Ainsi la question demeure-t-elle entière : qu'est-ce qui fait qu'un romancier passe des mois et des années à écrire un livre sur la seule confiance qu'il fait à la première vue de son histoire ? Et comment un romancier qui n'aurait pas cette conviction pourrait-il bien se faire lire ? Bien sûr, tous ceux qui croient obstinément à leur idée ne réalisent pas forcément une œuvre pérenne et parlant aux générations futures, mais c'est bien pourtant le pari qui est posé ici. L'avenir seul en décidera[3].

Hans, au début de la guerre, rêvant en même temps au retour de Lena et à son deuxième livre :

[…] il a le sentiment de n'avoir utilisé qu'une petite partie de ce qu'on peut faire avec un roman, après cette guerre il parlera à Lena de celui qu'il veut écrire, parler avec passion, cette fois ce sera le roman d'une famille, un roman total, avec le retour du monde dans le roman. Où a-t-elle pu disparaître ?

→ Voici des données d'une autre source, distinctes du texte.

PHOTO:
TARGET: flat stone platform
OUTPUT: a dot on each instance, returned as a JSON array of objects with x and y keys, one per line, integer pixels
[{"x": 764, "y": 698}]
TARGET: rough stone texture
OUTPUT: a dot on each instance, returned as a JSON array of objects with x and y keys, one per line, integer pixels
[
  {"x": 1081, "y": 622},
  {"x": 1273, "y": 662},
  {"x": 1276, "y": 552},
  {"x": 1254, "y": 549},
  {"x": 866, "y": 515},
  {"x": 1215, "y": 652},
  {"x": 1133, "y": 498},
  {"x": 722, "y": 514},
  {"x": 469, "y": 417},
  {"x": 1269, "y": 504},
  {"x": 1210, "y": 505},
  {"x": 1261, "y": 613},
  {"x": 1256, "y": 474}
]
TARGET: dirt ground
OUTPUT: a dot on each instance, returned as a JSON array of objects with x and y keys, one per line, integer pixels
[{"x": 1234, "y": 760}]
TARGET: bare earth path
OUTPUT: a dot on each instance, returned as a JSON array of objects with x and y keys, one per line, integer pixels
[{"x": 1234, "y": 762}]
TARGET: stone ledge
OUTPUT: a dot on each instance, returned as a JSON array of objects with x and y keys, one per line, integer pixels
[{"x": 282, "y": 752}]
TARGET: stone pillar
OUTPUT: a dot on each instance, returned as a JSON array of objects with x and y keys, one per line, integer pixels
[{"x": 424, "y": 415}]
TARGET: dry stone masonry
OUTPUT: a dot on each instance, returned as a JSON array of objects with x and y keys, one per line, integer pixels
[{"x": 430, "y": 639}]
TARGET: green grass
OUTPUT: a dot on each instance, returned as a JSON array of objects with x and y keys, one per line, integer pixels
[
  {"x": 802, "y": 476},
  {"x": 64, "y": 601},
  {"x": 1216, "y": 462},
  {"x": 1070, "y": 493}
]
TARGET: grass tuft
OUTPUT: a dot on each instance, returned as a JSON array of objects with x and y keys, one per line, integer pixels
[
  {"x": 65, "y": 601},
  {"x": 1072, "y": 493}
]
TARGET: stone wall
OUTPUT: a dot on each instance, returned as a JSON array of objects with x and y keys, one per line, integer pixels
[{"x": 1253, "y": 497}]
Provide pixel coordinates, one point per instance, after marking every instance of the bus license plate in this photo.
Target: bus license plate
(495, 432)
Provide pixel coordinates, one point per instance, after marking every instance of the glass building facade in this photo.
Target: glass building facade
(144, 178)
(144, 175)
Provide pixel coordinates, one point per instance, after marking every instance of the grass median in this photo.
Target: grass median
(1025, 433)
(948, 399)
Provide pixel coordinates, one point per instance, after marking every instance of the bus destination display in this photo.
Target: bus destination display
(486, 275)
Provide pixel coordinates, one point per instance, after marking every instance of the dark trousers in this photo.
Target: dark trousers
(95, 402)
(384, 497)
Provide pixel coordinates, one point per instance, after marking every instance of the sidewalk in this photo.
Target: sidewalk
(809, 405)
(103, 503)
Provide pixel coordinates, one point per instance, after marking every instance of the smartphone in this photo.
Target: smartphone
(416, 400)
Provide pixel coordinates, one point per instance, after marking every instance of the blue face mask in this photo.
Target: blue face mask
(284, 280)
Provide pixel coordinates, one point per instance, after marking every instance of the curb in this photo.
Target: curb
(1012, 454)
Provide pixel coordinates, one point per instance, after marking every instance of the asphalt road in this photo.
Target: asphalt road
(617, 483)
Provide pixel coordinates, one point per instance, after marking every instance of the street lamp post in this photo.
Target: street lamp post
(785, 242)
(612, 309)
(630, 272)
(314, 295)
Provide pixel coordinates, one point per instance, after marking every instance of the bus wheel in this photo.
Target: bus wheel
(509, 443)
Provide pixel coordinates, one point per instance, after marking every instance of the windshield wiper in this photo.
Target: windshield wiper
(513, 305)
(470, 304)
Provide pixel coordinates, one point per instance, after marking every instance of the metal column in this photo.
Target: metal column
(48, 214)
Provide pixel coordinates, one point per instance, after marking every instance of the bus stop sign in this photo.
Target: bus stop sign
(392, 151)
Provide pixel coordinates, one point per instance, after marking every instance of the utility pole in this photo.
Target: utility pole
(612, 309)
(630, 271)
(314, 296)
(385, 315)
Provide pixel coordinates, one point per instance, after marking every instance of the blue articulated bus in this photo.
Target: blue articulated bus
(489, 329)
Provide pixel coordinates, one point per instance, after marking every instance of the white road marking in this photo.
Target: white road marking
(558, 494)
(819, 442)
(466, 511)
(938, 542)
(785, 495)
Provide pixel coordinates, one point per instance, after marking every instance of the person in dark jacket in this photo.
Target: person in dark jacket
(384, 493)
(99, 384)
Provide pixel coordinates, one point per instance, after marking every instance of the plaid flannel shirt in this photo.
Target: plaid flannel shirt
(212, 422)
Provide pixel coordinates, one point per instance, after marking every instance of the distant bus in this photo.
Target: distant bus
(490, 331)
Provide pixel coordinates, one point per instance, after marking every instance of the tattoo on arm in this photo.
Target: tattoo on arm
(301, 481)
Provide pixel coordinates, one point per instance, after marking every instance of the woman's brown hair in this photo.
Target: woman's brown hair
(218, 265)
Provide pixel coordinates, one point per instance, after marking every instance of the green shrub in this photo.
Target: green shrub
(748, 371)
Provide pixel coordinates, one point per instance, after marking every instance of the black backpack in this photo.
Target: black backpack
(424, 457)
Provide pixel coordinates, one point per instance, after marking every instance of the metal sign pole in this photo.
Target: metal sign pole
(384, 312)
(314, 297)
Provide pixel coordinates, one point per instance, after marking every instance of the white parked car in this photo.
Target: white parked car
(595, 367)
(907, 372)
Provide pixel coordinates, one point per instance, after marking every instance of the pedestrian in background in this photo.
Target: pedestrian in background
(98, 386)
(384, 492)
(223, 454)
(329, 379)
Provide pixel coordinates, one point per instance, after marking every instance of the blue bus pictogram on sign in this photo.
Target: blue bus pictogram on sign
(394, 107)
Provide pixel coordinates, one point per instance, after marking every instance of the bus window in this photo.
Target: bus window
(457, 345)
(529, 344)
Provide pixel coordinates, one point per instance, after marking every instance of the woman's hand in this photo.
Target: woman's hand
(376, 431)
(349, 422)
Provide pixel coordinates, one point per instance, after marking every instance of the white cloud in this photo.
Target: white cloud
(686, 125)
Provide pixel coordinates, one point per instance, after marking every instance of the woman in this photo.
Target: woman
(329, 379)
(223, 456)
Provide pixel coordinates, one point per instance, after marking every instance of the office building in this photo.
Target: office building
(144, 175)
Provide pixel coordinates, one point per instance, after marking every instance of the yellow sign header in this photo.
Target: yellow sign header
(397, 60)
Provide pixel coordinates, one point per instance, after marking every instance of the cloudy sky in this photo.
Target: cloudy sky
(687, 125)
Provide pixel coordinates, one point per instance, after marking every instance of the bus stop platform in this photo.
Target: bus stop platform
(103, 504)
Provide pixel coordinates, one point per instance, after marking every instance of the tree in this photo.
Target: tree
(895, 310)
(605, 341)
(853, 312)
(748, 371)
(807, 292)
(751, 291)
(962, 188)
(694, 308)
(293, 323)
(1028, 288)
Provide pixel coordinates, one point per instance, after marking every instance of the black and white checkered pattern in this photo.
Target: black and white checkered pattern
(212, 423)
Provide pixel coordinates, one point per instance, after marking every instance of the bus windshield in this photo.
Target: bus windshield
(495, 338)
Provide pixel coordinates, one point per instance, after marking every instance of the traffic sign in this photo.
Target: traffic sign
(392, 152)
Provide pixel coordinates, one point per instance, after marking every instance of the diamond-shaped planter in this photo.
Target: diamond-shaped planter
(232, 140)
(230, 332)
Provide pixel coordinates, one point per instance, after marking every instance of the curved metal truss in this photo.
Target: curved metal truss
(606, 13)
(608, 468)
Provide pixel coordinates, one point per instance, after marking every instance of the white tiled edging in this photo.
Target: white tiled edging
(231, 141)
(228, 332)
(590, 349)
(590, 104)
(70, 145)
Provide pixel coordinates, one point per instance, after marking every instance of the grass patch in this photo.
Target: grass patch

Il lui dira qu'il va se casser la figure, qu'il s'en moque, cela en vaut la peine, un grand récit, à la fois ce qui se passe dans la tête d'un personnage et ce qui se passe dans le monde, trouver le rythme pour montrer le courant même de la pensée, son nouveau type de monologue, un projet fou, un Français inconnu a déjà essayé la formule, il a appelé ça Les lauriers sont coupés, on peut faire beaucoup mieux, avec la prose du monde. (p. 31-32)

Derechef, en 2005 : du monde, qu'il existe ; des phrases comme prose du monde, telle qu'elle inscrit ses incidentes et ses surprises dans le soliloque de personnages et de l'auteur. Faire comme si rien n'avait été publié entre Desjardins et nous : ni Proust, ni Joyce, ni Woolf… Repartir de Hegel (die Prosa der Welt, la prose du monde), comme si Foucault n'avait pas repris l'expression et comme si Merleau-Ponty ne l'avait pas redéfinie en tant qu'une pensée nouvelle du monde formulée selon les inflexions d'un style[4] — mais y penser peut-être, y penser sans doute, y penser toujours…

Rhapsodique

Toute cette matière est fortement brassée et clairement scandée selon de vastes mouvements dont les titres sont des dates, successivement : 1914, 1956, 1978, 1965, 1928 et 1929, 1969, 1991. À chaque mouvement deux chapitres, au total quatorze chapitres. À chaque mouvement sa ou ses dominantes, qui nous font parcourir la période, d'ailleurs couramment retenue par les historiens, qui va de 1914 à la chute du Mur et à l'effondrement de l'empire soviétique — et en chacun des mouvements des allusions à tous les autres, des anticipations et des retours.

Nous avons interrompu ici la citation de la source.